U.S. Stock Futures Climb After Worst Month Since 2020

U.S. stock futures edged up, starting May on a positive note after major indexes logged their worst month since the pandemic began. 

Futures tied to the S&P 500 rose 0.4% after the broad-market index closed down 3.6% on Friday. Nasdaq-100 futures added 0.5%, pointing to a moderate rebound in technology stocks after the opening bell. 

Investors are awaiting the Federal Reserve’s policy meeting on Wednesday for more signals on the pace of monetary tightening, with markets anticipating another rate increase to counter the highest inflation in decades. The war in Ukraine and a Covid-19 outbreak in China threaten to further snarl supply chains and boost prices more. 

Investors sold stocks last month, but on Monday “they’re now rebounding a bit, there’s a buy the dip mentality,” said Sebastien Galy, a macro strategist at Nordea Asset Management. NDA.FI -0.72% “But it’s a market that is jittery and nervous.” 

The S&P 500 fell 8.8% and the Dow declined nearly 5% in April, the worst monthly performance since March 2020. The Nasdaq Composite retreated more than 13% last month, its worst showing since October 2008. Tech stocks are particularly sensitive to higher interest rates. 

The yield on the benchmark 10-year Treasury note edged up to 2.916% from 2.885% on Friday, rising for a fourth consecutive trading session. The U.S. dollar held on to its recent gains, with the WSJ Dollar Index rising another 0.1% after its biggest monthly jump in a decade. 

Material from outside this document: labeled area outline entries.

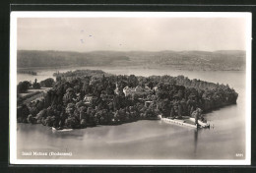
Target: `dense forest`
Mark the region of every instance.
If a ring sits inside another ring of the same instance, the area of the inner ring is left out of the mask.
[[[19,50],[18,68],[110,66],[183,70],[244,70],[245,51],[36,51]]]
[[[238,97],[227,85],[189,80],[183,76],[146,78],[90,70],[55,76],[53,87],[42,99],[18,107],[18,122],[55,128],[116,125],[157,119],[160,114],[163,117],[191,116],[196,108],[207,113],[236,104]]]

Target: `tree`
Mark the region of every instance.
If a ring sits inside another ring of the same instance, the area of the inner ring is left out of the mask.
[[[40,86],[42,87],[52,87],[54,85],[54,80],[52,78],[48,78],[40,82]]]

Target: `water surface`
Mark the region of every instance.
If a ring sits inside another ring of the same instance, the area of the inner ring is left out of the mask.
[[[91,69],[96,69],[96,67]],[[147,120],[119,126],[99,126],[63,133],[53,133],[50,128],[42,125],[18,124],[18,158],[245,158],[245,72],[100,69],[117,75],[184,75],[189,79],[228,84],[230,87],[233,87],[238,92],[239,96],[236,105],[226,106],[206,115],[207,119],[215,125],[214,129],[199,131],[161,121]],[[64,69],[62,71],[67,70],[73,69]],[[53,72],[54,70],[40,70],[37,72],[38,76],[36,78],[38,81],[49,78]],[[32,77],[34,78],[34,76]],[[27,79],[26,75],[18,75],[18,81],[23,78]],[[22,156],[22,151],[72,152],[72,156]],[[243,156],[236,157],[236,153],[243,153]]]

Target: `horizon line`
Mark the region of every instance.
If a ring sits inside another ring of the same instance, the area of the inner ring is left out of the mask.
[[[78,51],[78,50],[54,50],[54,49],[17,49],[17,51],[55,51],[55,52],[78,52],[78,53],[88,53],[88,52],[191,52],[191,51],[199,51],[199,52],[218,52],[218,51],[243,51],[243,49],[219,49],[219,50],[199,50],[199,49],[191,49],[191,50],[89,50],[89,51]]]

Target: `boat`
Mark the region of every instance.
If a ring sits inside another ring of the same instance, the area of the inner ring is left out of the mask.
[[[176,124],[179,126],[184,126],[184,127],[190,127],[190,128],[210,128],[209,123],[205,123],[201,120],[198,120],[198,124],[195,124],[195,118],[188,117],[188,116],[182,116],[182,119],[177,119],[177,118],[170,118],[170,117],[161,117],[161,115],[159,116],[160,120],[167,122],[167,123],[172,123]]]
[[[56,129],[56,128],[52,127],[52,131],[53,132],[69,132],[69,131],[73,131],[73,129],[62,129],[62,128]]]

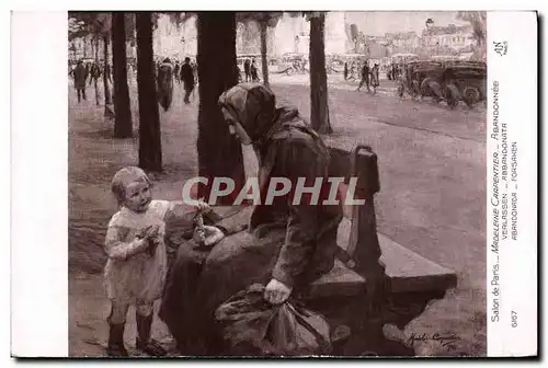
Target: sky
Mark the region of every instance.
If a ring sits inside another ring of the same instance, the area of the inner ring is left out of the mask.
[[[372,36],[381,36],[387,32],[409,31],[415,31],[420,35],[429,18],[432,18],[434,25],[468,24],[468,22],[457,20],[456,14],[455,11],[346,12],[346,23],[355,23],[358,31]]]

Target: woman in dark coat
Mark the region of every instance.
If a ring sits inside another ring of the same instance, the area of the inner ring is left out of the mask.
[[[329,151],[321,137],[297,110],[276,108],[269,89],[238,84],[222,93],[219,105],[230,130],[258,154],[263,199],[272,177],[286,177],[293,185],[305,177],[307,187],[317,177],[327,183]],[[320,191],[319,205],[294,205],[289,195],[272,205],[255,205],[249,231],[215,245],[203,267],[196,266],[196,253],[181,246],[160,317],[182,354],[227,354],[214,313],[239,290],[261,283],[266,285],[264,298],[282,303],[331,271],[342,208],[321,205],[322,198],[327,191]]]

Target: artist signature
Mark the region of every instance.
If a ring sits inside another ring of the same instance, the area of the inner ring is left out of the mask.
[[[457,335],[455,334],[416,334],[412,333],[409,337],[408,342],[411,346],[413,346],[418,342],[437,342],[442,347],[445,347],[448,350],[453,350],[456,348],[455,343],[458,341]]]

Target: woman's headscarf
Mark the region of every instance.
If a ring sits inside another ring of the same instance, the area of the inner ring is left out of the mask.
[[[242,125],[254,145],[265,138],[276,120],[276,97],[259,83],[242,83],[225,91],[219,106]]]

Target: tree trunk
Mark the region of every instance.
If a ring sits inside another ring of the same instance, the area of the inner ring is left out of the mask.
[[[310,120],[312,128],[319,134],[331,134],[333,129],[329,120],[324,25],[323,12],[310,19]]]
[[[112,104],[111,89],[109,88],[109,36],[103,35],[103,55],[104,55],[104,70],[103,70],[103,83],[104,83],[104,112],[107,114],[107,105]]]
[[[126,27],[124,13],[112,13],[112,68],[114,81],[114,138],[133,135],[126,69]]]
[[[269,26],[266,24],[266,20],[261,20],[259,22],[259,26],[261,28],[261,64],[263,67],[263,81],[264,81],[264,85],[270,88],[270,84],[269,84],[269,58],[267,58],[267,50],[266,50],[266,41],[269,37],[269,34],[267,34]]]
[[[219,95],[238,83],[236,14],[201,12],[197,28],[198,171],[208,180],[208,185],[198,188],[198,195],[207,199],[214,177],[231,177],[238,192],[244,184],[241,145],[229,134],[218,106]],[[236,195],[218,202],[232,203]]]
[[[99,36],[95,36],[95,65],[99,67]],[[99,106],[101,103],[99,102],[99,85],[95,78],[93,78],[93,84],[95,85],[95,103]]]
[[[139,94],[139,166],[147,171],[160,172],[162,170],[162,142],[156,95],[151,13],[138,12],[135,24],[137,27],[137,89]]]

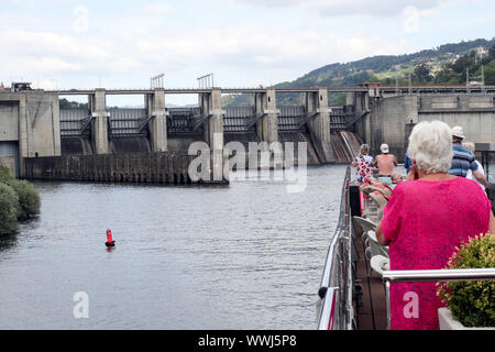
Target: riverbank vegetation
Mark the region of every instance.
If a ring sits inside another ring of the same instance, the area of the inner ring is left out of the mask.
[[[0,165],[0,235],[11,234],[25,221],[40,213],[41,198],[34,186],[10,176]]]

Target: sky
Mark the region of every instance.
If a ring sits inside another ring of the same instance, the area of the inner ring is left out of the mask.
[[[271,86],[332,63],[492,38],[493,13],[493,0],[0,0],[0,81],[150,88],[164,74],[165,88],[190,88],[212,73],[218,87]]]

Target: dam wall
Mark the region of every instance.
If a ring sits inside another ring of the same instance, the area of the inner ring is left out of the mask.
[[[143,108],[109,108],[107,97],[117,92],[98,88],[84,92],[87,108],[61,109],[59,97],[72,94],[0,94],[0,157],[18,177],[174,183],[176,175],[187,184],[180,165],[190,162],[187,151],[195,142],[208,146],[217,175],[224,165],[213,155],[222,155],[232,142],[246,152],[252,143],[280,143],[284,151],[294,143],[296,165],[300,143],[307,145],[308,165],[350,163],[361,143],[349,124],[352,111],[329,107],[324,88],[298,90],[297,106],[279,106],[275,88],[256,89],[250,92],[250,107],[223,107],[220,88],[199,89],[194,108],[165,108],[162,88],[143,92]],[[156,165],[177,169],[160,172],[150,162],[143,170],[136,155],[152,161],[156,153],[162,153]],[[174,162],[163,164],[168,154]],[[135,163],[136,169],[122,170],[122,163],[131,168],[129,163]]]
[[[380,154],[382,143],[399,163],[408,146],[413,128],[421,121],[440,120],[450,127],[461,125],[466,141],[495,141],[495,95],[442,94],[403,95],[370,100],[369,112],[355,122],[356,134],[370,144],[372,155]]]
[[[24,160],[29,179],[193,184],[188,167],[195,156],[180,152],[62,155]],[[219,182],[220,184],[222,182]]]

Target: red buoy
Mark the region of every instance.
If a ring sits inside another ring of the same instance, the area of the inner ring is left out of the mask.
[[[112,230],[107,230],[107,243],[105,243],[107,246],[116,246],[116,241],[113,241],[112,238]]]

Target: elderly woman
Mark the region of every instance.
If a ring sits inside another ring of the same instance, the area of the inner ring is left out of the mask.
[[[433,121],[415,127],[408,154],[408,182],[397,185],[384,209],[376,234],[389,245],[391,270],[440,270],[461,242],[480,233],[495,233],[492,205],[476,185],[448,174],[452,134],[448,124]],[[435,283],[391,286],[393,330],[438,330]]]

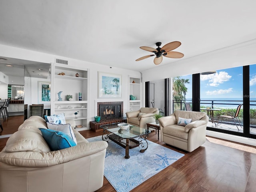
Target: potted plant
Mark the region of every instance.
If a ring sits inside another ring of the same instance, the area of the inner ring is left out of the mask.
[[[158,121],[158,119],[161,117],[162,117],[163,116],[160,114],[155,114],[153,116],[153,117],[154,117],[155,119],[156,119],[156,124],[159,124],[159,121]]]

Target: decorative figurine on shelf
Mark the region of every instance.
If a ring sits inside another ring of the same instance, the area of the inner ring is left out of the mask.
[[[73,96],[71,95],[67,95],[67,101],[72,101],[73,99]]]
[[[58,101],[62,100],[62,98],[60,97],[60,94],[61,94],[61,93],[62,93],[62,91],[60,91],[60,92],[57,94],[58,94],[58,96],[59,97],[59,99],[58,100]]]
[[[76,116],[76,117],[75,117],[75,119],[77,119],[77,117],[76,117],[76,115],[77,115],[78,114],[79,112],[78,111],[77,112],[76,112],[74,113],[75,115]]]

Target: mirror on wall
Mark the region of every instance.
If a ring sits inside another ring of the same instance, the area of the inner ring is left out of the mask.
[[[11,100],[24,100],[24,86],[8,84],[8,98]]]

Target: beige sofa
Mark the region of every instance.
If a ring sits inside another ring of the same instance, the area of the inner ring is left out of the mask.
[[[179,117],[192,120],[185,126],[178,125]],[[209,118],[204,112],[176,110],[158,120],[161,140],[167,144],[191,152],[205,142]]]
[[[75,126],[74,121],[66,123]],[[40,128],[46,128],[44,120],[30,117],[0,152],[0,191],[93,192],[102,187],[106,141],[89,143],[73,129],[76,146],[50,151]]]
[[[138,111],[126,112],[127,123],[146,129],[147,123],[155,122],[153,115],[158,113],[159,111],[157,108],[149,107],[142,107]]]

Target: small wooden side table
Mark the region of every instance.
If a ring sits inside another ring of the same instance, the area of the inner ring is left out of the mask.
[[[156,130],[157,130],[158,140],[159,140],[159,130],[160,130],[160,126],[159,124],[156,124],[155,122],[152,123],[147,123],[147,126],[148,127],[148,129],[149,128],[153,128],[156,130]]]

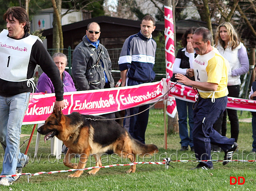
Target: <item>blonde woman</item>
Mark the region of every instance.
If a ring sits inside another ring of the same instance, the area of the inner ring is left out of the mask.
[[[246,48],[240,42],[234,26],[229,22],[224,22],[218,27],[215,42],[214,46],[230,65],[228,96],[238,97],[241,85],[240,76],[249,70],[249,59]],[[237,142],[239,124],[236,110],[227,109],[224,112],[222,135],[226,136],[227,112],[230,122],[231,138],[234,138],[235,142]]]

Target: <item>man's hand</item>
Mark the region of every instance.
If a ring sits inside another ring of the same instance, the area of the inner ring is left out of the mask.
[[[190,78],[193,77],[194,75],[194,69],[191,68],[188,69],[186,70],[186,72],[188,74],[188,75],[189,76]]]
[[[194,53],[194,48],[193,47],[192,42],[188,42],[188,44],[187,44],[187,51],[188,53]]]
[[[251,95],[251,99],[253,99],[253,98],[255,96],[256,96],[256,91],[254,92]]]
[[[175,74],[175,78],[178,79],[178,80],[177,81],[178,82],[182,83],[187,86],[192,86],[191,83],[192,80],[190,80],[182,74]]]
[[[53,108],[54,111],[61,111],[66,106],[66,103],[64,100],[62,101],[55,101],[54,107]]]

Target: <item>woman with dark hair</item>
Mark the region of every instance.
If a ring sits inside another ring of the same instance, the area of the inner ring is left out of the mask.
[[[193,27],[187,30],[183,34],[182,45],[184,48],[180,49],[178,52],[173,65],[173,75],[171,80],[176,81],[174,75],[176,73],[185,75],[186,70],[192,68],[192,62],[197,55],[193,48],[192,37],[196,28]],[[194,144],[192,132],[194,127],[193,103],[175,98],[177,110],[179,116],[179,129],[181,141],[181,148],[180,150],[188,150],[189,145],[192,151],[194,151]],[[188,124],[190,133],[188,130],[187,118],[188,114]]]

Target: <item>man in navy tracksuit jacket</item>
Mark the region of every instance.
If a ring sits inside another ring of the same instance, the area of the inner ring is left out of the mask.
[[[122,86],[151,82],[156,74],[155,63],[156,43],[152,39],[156,28],[155,21],[149,15],[145,16],[140,25],[141,30],[130,36],[123,46],[118,64],[121,71]],[[137,114],[148,108],[148,104],[128,109],[126,116]],[[134,138],[145,144],[145,132],[148,120],[148,110],[139,115],[124,119],[124,126]]]

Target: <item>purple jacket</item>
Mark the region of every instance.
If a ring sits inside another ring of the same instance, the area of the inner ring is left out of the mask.
[[[70,75],[66,71],[62,73],[63,88],[64,92],[73,92],[76,91],[75,85]],[[40,76],[36,87],[38,89],[36,92],[43,92],[47,91],[47,93],[54,93],[54,88],[52,81],[44,73]]]

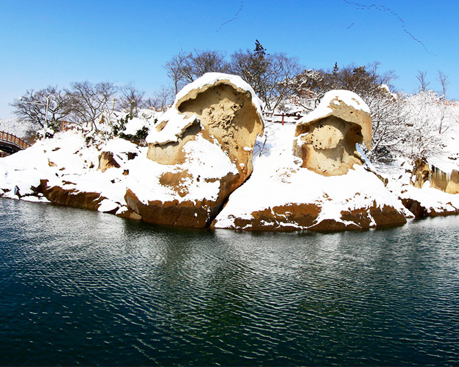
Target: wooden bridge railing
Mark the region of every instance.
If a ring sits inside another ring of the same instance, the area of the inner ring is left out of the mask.
[[[30,144],[26,143],[22,139],[9,133],[5,133],[4,131],[0,131],[0,141],[6,142],[11,145],[21,148],[21,149],[26,149],[30,146]]]

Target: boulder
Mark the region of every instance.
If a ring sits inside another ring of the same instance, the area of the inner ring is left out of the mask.
[[[298,122],[295,137],[293,152],[302,159],[301,167],[324,176],[345,174],[363,164],[356,144],[371,146],[370,109],[353,92],[329,91]]]
[[[128,206],[147,222],[208,226],[252,173],[263,129],[261,102],[248,85],[205,74],[177,95],[147,137],[149,163],[129,170]]]

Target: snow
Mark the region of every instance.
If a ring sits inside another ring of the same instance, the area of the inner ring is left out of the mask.
[[[164,165],[153,162],[146,154],[131,161],[129,166],[128,187],[144,203],[160,201],[216,200],[220,193],[220,179],[228,173],[237,173],[237,168],[215,140],[211,142],[198,134],[182,148],[187,159],[182,164]],[[182,177],[178,183],[181,195],[173,188],[162,185],[160,177],[164,174]]]
[[[339,100],[348,106],[354,107],[356,111],[363,111],[370,113],[370,108],[367,104],[355,93],[342,89],[335,89],[325,93],[317,107],[300,119],[297,124],[308,124],[321,118],[325,118],[333,113],[330,105],[333,103],[339,105]]]
[[[235,86],[250,91],[254,104],[261,112],[261,102],[240,78],[211,73],[179,93],[173,108],[160,119],[160,122],[169,123],[161,131],[151,129],[148,142],[177,142],[184,129],[193,123],[199,123],[196,115],[187,117],[178,111],[175,104],[191,90],[222,79],[228,80]],[[328,115],[332,112],[329,106],[338,103],[337,98],[356,109],[369,112],[367,106],[354,93],[332,91],[326,93],[318,108],[299,123]],[[413,103],[417,106],[421,102]],[[153,115],[149,116],[129,120],[125,133],[135,135],[143,126],[150,127],[152,123],[146,122],[145,119],[151,121]],[[17,121],[7,120],[0,120],[0,130],[21,136],[19,128],[14,130],[18,126]],[[459,124],[455,122],[447,127],[441,136],[445,148],[429,157],[428,162],[448,175],[454,170],[459,170]],[[432,213],[459,210],[459,195],[430,188],[429,182],[422,189],[410,185],[413,166],[406,157],[396,157],[392,163],[374,165],[357,146],[357,153],[364,165],[354,166],[345,175],[323,177],[301,168],[300,159],[292,153],[295,130],[293,124],[273,123],[265,126],[265,137],[258,138],[254,150],[254,170],[246,182],[230,196],[216,218],[217,227],[231,227],[235,218],[250,219],[253,212],[290,203],[316,205],[321,209],[316,223],[333,219],[345,224],[347,223],[341,219],[341,212],[374,205],[392,206],[406,216],[412,216],[403,206],[401,199],[418,201]],[[263,151],[260,155],[261,146]],[[250,150],[247,146],[243,148]],[[216,140],[204,139],[200,133],[184,144],[182,149],[187,157],[183,163],[164,165],[147,158],[147,148],[139,147],[118,137],[88,146],[85,136],[81,133],[71,131],[59,133],[52,139],[40,140],[25,151],[0,158],[0,196],[10,199],[20,196],[23,200],[47,202],[34,190],[40,185],[41,179],[46,179],[49,186],[98,193],[102,199],[98,210],[118,214],[127,211],[124,199],[127,189],[131,189],[145,203],[152,201],[189,201],[198,203],[206,199],[215,200],[220,190],[219,179],[229,173],[237,174],[235,164]],[[98,170],[98,157],[104,151],[114,153],[120,166],[119,168],[111,168],[105,173]],[[129,159],[127,153],[134,153],[135,158]],[[125,175],[127,172],[129,175]],[[385,187],[373,173],[388,180]],[[182,179],[177,182],[178,187],[170,187],[162,184],[164,175],[176,175]]]
[[[160,131],[158,131],[156,129],[152,129],[147,137],[147,142],[165,144],[177,142],[182,133],[197,120],[196,115],[188,117],[184,113],[179,112],[177,109],[177,103],[193,89],[201,89],[206,85],[213,85],[222,80],[228,80],[235,87],[249,91],[252,96],[252,102],[257,108],[260,116],[262,115],[263,104],[261,100],[257,96],[252,87],[244,82],[240,76],[223,73],[206,73],[192,83],[185,86],[177,93],[172,107],[158,120],[158,124],[162,122],[168,122],[167,124]]]
[[[17,118],[0,119],[0,131],[9,133],[23,139],[31,128],[30,124],[22,122]]]
[[[145,126],[145,120],[140,118],[128,120],[123,133],[126,135],[135,135],[137,131]]]
[[[147,136],[145,140],[150,144],[166,144],[178,141],[182,133],[189,127],[198,116],[193,115],[189,118],[184,113],[180,113],[175,109],[171,107],[161,116],[159,123],[168,122],[162,130],[158,131],[153,128]]]

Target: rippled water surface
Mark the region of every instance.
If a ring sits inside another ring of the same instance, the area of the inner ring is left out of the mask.
[[[0,199],[0,364],[457,365],[459,217],[171,230]]]

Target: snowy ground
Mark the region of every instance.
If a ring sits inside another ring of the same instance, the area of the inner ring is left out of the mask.
[[[21,139],[25,137],[30,128],[28,124],[20,122],[16,118],[0,119],[0,131],[9,133]]]

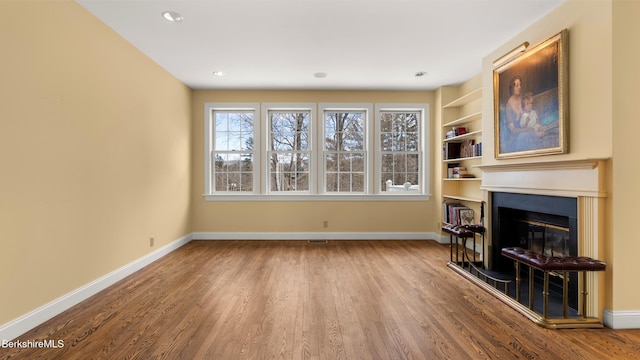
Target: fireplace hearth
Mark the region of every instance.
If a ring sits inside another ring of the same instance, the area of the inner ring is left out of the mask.
[[[521,247],[546,256],[577,256],[578,218],[575,198],[547,195],[491,193],[492,238],[488,268],[515,277],[513,261],[500,254],[505,247]],[[521,277],[528,269],[523,268]],[[542,280],[542,272],[536,273]],[[562,295],[562,278],[552,277],[549,291]],[[578,278],[569,274],[569,306],[578,308]]]

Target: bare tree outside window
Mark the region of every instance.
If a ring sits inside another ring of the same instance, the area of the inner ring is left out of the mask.
[[[324,113],[326,192],[365,191],[364,111]]]
[[[269,111],[270,191],[309,191],[309,111]]]
[[[213,189],[253,191],[253,112],[214,111]]]
[[[419,123],[420,112],[380,113],[382,189],[388,180],[396,185],[420,185]]]

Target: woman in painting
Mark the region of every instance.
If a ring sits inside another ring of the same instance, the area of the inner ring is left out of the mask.
[[[505,109],[505,125],[509,132],[516,132],[522,116],[522,78],[514,76],[509,83],[509,100]]]
[[[505,106],[505,122],[508,136],[503,139],[506,152],[530,150],[538,145],[539,139],[533,127],[521,122],[525,116],[522,95],[522,78],[514,76],[509,83],[509,99]],[[533,98],[533,97],[532,97]]]

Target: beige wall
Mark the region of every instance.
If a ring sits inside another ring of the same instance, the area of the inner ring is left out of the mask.
[[[636,98],[639,53],[629,46],[638,33],[640,2],[624,0],[569,0],[533,26],[514,36],[483,59],[483,87],[492,89],[492,62],[524,41],[535,45],[562,29],[569,30],[569,153],[553,157],[495,160],[506,162],[612,158],[606,164],[607,198],[605,243],[601,256],[607,262],[604,307],[614,311],[640,309],[636,283],[635,208],[640,191],[635,134],[640,130]],[[634,106],[635,105],[635,106]],[[493,97],[484,97],[484,129],[493,129]],[[485,132],[485,134],[490,134]],[[485,135],[487,154],[493,153],[493,136]]]
[[[191,90],[74,2],[0,13],[4,324],[190,232]]]
[[[491,62],[525,40],[570,30],[571,152],[557,158],[615,158],[604,230],[605,306],[613,310],[640,309],[633,286],[640,55],[629,46],[640,30],[638,7],[569,1],[483,59],[483,127],[492,129]],[[434,93],[191,92],[74,2],[3,1],[0,10],[11,14],[0,23],[0,324],[192,231],[437,232],[435,193],[428,202],[202,196],[205,102],[427,102],[433,115]],[[485,154],[493,149],[490,134]],[[437,167],[439,147],[432,149]]]
[[[207,202],[203,198],[204,104],[207,102],[403,102],[432,103],[433,93],[381,91],[213,91],[193,92],[194,232],[429,232],[437,228],[439,202]],[[430,106],[433,114],[433,105]],[[430,121],[434,139],[433,115]],[[431,154],[435,163],[437,154]],[[434,175],[431,176],[433,188]],[[323,228],[323,220],[329,227]]]
[[[613,2],[613,196],[611,197],[609,264],[611,308],[640,309],[638,279],[638,206],[640,167],[638,137],[640,107],[640,2]]]

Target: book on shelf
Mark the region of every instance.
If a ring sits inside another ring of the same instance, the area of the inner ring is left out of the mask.
[[[447,164],[447,178],[453,178],[453,169],[459,167],[460,163],[448,163]]]
[[[473,225],[473,209],[461,209],[459,214],[460,225]]]
[[[444,160],[460,158],[460,143],[446,142],[442,144],[442,158]]]
[[[473,157],[475,140],[464,140],[460,143],[460,157]]]
[[[454,179],[459,179],[462,176],[467,174],[467,168],[464,166],[456,166],[451,169],[451,177]]]
[[[473,209],[459,202],[445,202],[442,213],[447,224],[471,225],[474,221]]]
[[[456,136],[460,136],[460,135],[464,135],[467,133],[467,128],[462,126],[462,127],[453,127],[451,128],[451,130],[447,131],[446,134],[444,134],[445,139],[451,139],[452,137],[456,137]]]

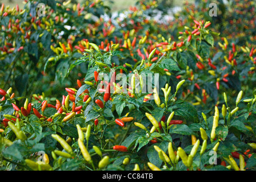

Credit-rating company Moody’s is scheduled to post results on Monday morning, followed by Expedia and Clorox CLX -3.28% after markets close. Pfizer, KKR, Airbnb, Starbucks and Lyft are scheduled for Tuesday, and Moderna, Marriott International and Uber on Wednesday. Kellogg and Apollo Global Management are slated for Thursday.

Earnings season has been reasonably strong so far, with over 80% of companies that have reported to date beating analysts’ expectations, according to Refinitiv. Stocks fell last month despite this, due to nerves about the months ahead, investors said.

Oil prices slid. Global benchmark Brent crude fell 2.3% to trade at $104.73 a barrel. European Union officials are working on a proposal to sanction Russian energy. Some are skeptical it will pass since it requires unanimous support from EU members, many of whom rely on Russian energy, according to analysts at Nordic bank SEB. A benchmark for natural gas in Western Europe declined 3%. 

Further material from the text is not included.